We need to do better. We need to own the fact that we, by virtue of being white people born and raised in a civilization designed and built by white supremacists, are part of the problem. We have to work on fixing ourselves right here, not “those white people ‘out there.'”
Still with me? Good. Let’s continue.
This is where those of us who thrive on recognition and like to think the best of ourselves get some really bad news:
This work sounds overwhelming, intimidating, and unrewarding. I won’t lie to you: it is. You will become overwhelmed when you begin to discover the depths of your internalized white supremacy. You will become intimidated when you begin to realize how this work will necessitate seismic change in your life. You will feel unrewarded because there will be nobody rushing to thank you for doing this work. But if you are a person who believes in love, justice, integrity, and equity for all people, then you know that this work is nonnegotiable. If you are a person who wants to become a good ancestor, then you know that this work is some of the most important work that you will be called to do in your lifetime.
Yeah, it really is.
Layla takes a moment to introduce herself. She’s a Black British Muslim woman who has only experienced overt racism a handful of times, but has been subjected to daily microaggressions throughout her life:
And those indirect messages—from being treated slightly differently by schoolteachers, to hardly ever seeing fictional characters or media representations that looked like me, to understanding that I would have to work a lot harder than my white peers to be treated the same, to understanding that my needs were always an afterthought (why could I never find a foundation shade that matched me exactly while my white friends always could?)—painted an indelible picture in my mind. A picture that taught me this: Black girls like me did not matter in a white world. I will spend the rest of my life tearing down this picture and painting a new one that reflects the truth: Black girls matter. Everywhere.

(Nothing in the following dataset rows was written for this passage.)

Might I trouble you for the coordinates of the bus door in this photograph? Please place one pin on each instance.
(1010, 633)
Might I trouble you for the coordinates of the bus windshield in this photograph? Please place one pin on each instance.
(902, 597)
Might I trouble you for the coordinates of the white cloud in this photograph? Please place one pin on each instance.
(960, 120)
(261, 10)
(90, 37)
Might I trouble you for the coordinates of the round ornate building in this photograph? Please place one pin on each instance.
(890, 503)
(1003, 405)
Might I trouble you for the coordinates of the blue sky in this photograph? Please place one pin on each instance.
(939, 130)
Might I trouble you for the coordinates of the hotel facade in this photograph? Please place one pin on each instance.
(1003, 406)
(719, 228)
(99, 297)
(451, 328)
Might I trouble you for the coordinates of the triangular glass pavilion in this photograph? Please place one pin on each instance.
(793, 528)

This is the kind of stuff we white folks just don’t notice, because we don’t have to. We aren’t treated as “other” because of our skin. We see people who look like usin media, in STEM, in the halls of power. Makeup, skin and hair products that match our traits are everywhere. Heck, even adhesive bandages are made with us in mind!
Those are things we must train ourselves to notice. They are things we can and must help change.
Layla now lives in the Middle East, and she has a paragraph’s worth of privileges she can claim. But white supremacy still impacts her life. That’s why she does the work to help dismantle those systems, and why she’s showing us how to do our part. She’s our inside guide.
And now, we have a lot of work to do.